Ethiopia: First foreign aid convoy enters Mekelle, says ICRC

Seven aid trucks deliver medicines, medical equipment and relief supplies to people in Tigrayan capital more than a month after fighting began.

A member of the Ethiopian government's Afar Special Forces unit poses with his weapon in the outskirts of the village of Bisober in Ethiopia's Tigray region [Eduardo Soteras/AFP]

The first international aid convoy carrying medicines and relief supplies has arrived in Mekelle, the capital of Ethiopia’s northern Tigray region, the International Committee of the Red Cross (ICRC) has said.

In a statement on Saturday, ICRC said the convoy from the Geneva-based group and the Ethiopian Red Cross Society (ERCS) was sent in coordination with the Ethiopian authorities.

Seven Red Cross trucks brought medicines and medical equipment for 400 wounded as well as relief supplies. These supplies will be donated to Ayder Hospital, the Regional Health Bureau, and the ERCS pharmacy in Mekelle.

“It is the first international aid to arrive in Mekelle since fighting erupted in Tigray more than one month ago,” the statement said.

Aid trucks managed to enter the region amid international calls for more transparency into the month-long fighting between Ethiopian forces and those of the fugitive Tigray regional government. Thousands of people, including civilians, are thought to have been killed.

At least one large-scale massacre has been documented by human rights groups, and others are feared.

“Doctors and nurses have been forced to make impossible choices of which services to continue and which services to cut, after going weeks without new supplies, running water and electricity,” said Patrick Youssef, ICRC’s regional director for Africa, following a visit to Addis Ababa.

“This medical shipment will inject new stocks, help patients and reduce those impossible life-or-death triage decisions.”

Youssef said the federal health ministry also delivered medical supplies to Mekelle’s health facilities.

“The supplies will make an immediate and lifesaving difference to the people who today are going without access to medical care,” said Youssef. “We expect that many healthcare facilities in Tigray are facing the same challenges as Ayder Hospital and urgently need support.”

Calls for transparency

The Tigray region remains largely cut off from the world with food and medicine desperately needed by the population of six million – some one million now thought to be displaced.

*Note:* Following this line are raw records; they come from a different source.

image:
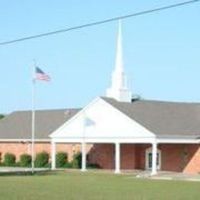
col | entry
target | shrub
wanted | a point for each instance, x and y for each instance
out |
(68, 165)
(76, 162)
(93, 166)
(25, 160)
(61, 159)
(42, 159)
(9, 159)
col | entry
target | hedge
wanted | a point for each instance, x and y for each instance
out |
(9, 159)
(61, 159)
(42, 159)
(25, 160)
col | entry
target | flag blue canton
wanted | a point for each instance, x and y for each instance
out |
(40, 75)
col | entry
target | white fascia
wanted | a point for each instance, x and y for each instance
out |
(52, 135)
(178, 141)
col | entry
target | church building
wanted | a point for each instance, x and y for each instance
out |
(114, 131)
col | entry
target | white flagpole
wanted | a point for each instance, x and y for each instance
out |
(33, 119)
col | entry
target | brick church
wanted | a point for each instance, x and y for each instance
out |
(116, 131)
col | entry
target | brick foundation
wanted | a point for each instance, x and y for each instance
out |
(174, 157)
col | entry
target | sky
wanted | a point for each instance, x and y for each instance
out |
(161, 52)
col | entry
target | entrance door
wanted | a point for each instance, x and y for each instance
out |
(149, 159)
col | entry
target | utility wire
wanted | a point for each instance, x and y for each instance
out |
(99, 22)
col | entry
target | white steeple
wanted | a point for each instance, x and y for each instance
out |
(118, 89)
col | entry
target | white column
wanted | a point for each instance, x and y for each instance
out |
(83, 152)
(117, 158)
(53, 155)
(154, 159)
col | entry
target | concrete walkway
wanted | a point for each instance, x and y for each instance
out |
(20, 169)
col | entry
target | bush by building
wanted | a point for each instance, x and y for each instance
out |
(42, 159)
(25, 160)
(9, 159)
(61, 159)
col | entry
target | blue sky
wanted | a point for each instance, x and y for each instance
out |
(161, 52)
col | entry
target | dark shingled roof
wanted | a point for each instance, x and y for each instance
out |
(165, 119)
(17, 125)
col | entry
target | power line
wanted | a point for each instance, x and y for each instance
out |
(99, 22)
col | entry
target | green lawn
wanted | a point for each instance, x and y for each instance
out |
(92, 186)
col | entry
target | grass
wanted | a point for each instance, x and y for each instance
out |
(93, 186)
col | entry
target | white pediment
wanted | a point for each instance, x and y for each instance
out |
(101, 120)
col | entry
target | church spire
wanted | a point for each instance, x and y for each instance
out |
(118, 89)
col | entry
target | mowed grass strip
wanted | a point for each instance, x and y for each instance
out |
(92, 186)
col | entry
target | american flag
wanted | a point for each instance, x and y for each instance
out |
(40, 75)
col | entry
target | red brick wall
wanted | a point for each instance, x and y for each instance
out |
(103, 155)
(175, 157)
(181, 157)
(19, 148)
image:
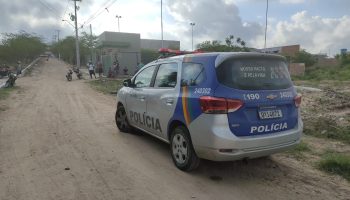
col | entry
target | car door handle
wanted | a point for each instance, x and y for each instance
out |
(169, 101)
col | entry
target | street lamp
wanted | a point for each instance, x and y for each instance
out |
(68, 22)
(267, 10)
(118, 17)
(192, 25)
(161, 21)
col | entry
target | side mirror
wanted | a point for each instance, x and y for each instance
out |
(127, 83)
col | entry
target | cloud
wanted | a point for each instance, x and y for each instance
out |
(214, 20)
(315, 34)
(33, 16)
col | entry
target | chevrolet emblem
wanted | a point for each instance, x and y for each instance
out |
(271, 96)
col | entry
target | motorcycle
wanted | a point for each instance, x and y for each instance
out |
(11, 81)
(69, 75)
(78, 73)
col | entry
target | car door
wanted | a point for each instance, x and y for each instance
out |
(162, 99)
(137, 97)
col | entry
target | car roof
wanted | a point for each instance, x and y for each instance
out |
(221, 56)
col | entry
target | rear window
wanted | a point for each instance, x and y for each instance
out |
(254, 74)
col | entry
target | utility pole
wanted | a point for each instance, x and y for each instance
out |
(58, 40)
(118, 17)
(267, 9)
(91, 42)
(192, 24)
(161, 20)
(58, 35)
(76, 33)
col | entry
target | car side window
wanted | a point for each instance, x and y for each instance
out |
(144, 78)
(167, 75)
(192, 74)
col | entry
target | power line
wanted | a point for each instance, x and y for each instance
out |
(94, 16)
(51, 9)
(65, 9)
(99, 10)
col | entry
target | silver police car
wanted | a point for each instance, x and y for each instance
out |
(215, 106)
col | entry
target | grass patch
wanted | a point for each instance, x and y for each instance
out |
(341, 73)
(107, 86)
(298, 150)
(336, 163)
(5, 92)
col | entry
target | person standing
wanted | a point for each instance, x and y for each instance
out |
(19, 68)
(99, 68)
(91, 69)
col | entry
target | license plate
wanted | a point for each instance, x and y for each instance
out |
(270, 114)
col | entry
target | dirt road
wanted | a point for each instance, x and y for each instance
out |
(58, 140)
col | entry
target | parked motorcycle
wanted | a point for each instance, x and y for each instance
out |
(69, 75)
(78, 73)
(11, 81)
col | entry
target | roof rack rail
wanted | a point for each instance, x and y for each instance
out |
(166, 52)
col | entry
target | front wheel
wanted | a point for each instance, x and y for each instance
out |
(121, 119)
(182, 151)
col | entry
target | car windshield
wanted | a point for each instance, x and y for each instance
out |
(254, 74)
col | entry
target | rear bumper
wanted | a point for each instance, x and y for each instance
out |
(217, 136)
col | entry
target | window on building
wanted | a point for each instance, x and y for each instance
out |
(192, 74)
(167, 75)
(144, 78)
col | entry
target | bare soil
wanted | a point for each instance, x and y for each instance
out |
(58, 140)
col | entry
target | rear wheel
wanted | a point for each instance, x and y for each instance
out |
(121, 119)
(182, 151)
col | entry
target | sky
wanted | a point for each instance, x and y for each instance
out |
(319, 26)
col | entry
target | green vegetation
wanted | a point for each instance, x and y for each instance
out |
(232, 44)
(336, 163)
(298, 150)
(303, 57)
(148, 55)
(326, 127)
(107, 86)
(66, 48)
(5, 92)
(20, 46)
(341, 73)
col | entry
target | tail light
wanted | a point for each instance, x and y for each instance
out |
(297, 100)
(213, 105)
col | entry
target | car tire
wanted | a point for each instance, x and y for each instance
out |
(121, 119)
(182, 150)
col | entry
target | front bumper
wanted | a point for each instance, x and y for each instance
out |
(213, 140)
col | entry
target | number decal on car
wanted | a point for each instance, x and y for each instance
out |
(202, 90)
(255, 96)
(286, 95)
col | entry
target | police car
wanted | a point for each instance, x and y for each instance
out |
(215, 106)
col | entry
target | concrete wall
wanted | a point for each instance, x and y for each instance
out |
(157, 44)
(290, 50)
(296, 69)
(124, 47)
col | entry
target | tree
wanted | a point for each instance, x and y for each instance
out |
(148, 55)
(304, 57)
(66, 48)
(20, 46)
(231, 45)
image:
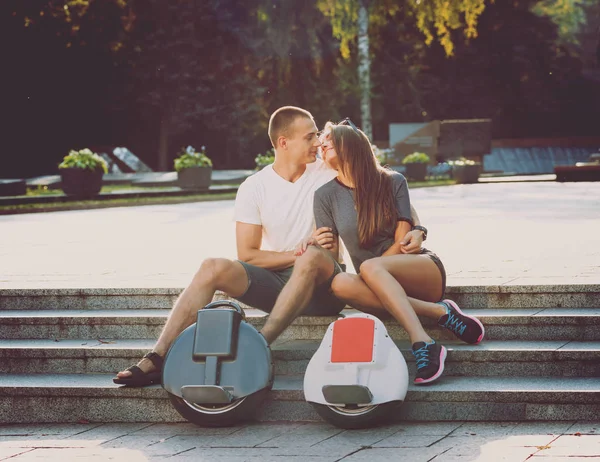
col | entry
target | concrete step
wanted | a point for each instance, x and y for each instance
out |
(506, 324)
(40, 398)
(491, 358)
(492, 296)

The lack of transparency, with most communications and transport links severed, complicates efforts to verify the warring sides’ claims.

It also hides the extent of atrocities feared to have been committed since Prime Minister Abiy Ahmed on November 4 announced fighting had begun with the Tigray People’s Liberation Front (TPLF), which dominated Ethiopia’s government for nearly 30 years before he came to power and sidelined it.

Each government now regards the other as illegal, as the TPLF objects to the postponement of national elections until next year because of the COVID-19 pandemic and sees Abiy’s mandate as expired.

The aid trucks had been ready for days, but Ethiopia’s government has repeatedly objected to what it calls external “interference” from efforts at dialogue to delivering aid, drawing on its history as the rare African country never colonised, a source of deep national pride.

ICRC’s Jeremy England, speaking to Al Jazeera from Addis Ababa, said the “main priority” is to transport “medicines, surgical supplies, and basic items that are necessary for the hospital to function”.

“They [hospitals] are dealing with a large number of trauma patients from the conflict, but also their regular caseload,” England said.

“In Mekelle, what we’ve seen is a number of wounded persons and also displaced persons coming into that city … and the city’s own residents being deprived of power, water, communications for over a month,” he said.

“However, this [aid] is in no way enough, and it’s hard to tell what’s the scale of need beyond Mekelle.”

In neighbouring Sudan, nearly 50,000 Ethiopian refugees now take shelter. Some resist being moved to a camp away from the border in the hope that missing family members, separated by the fighting, can be found.

Meanwhile, the United Nations on Friday said it has not been able to reach four refugee camps housing nearly 100,000 Eritreans in Tigray.

The UN and rights groups expressed growing alarm over the plight of the Eritrean refugees caught in the Ethiopian conflict, warning their safety and survival are at great risk.

The UN refugee agency, UNHCR, said it had received “an overwhelming number of disturbing reports” of  refugees being killed or kidnapped and forcibly returned to Eritrea, which borders Ethiopia’s battle-scarred Tigray region.

“If confirmed, these actions would constitute a major violation of international law,” said Filippo Grandi, the UN High Commissioner for Refugees.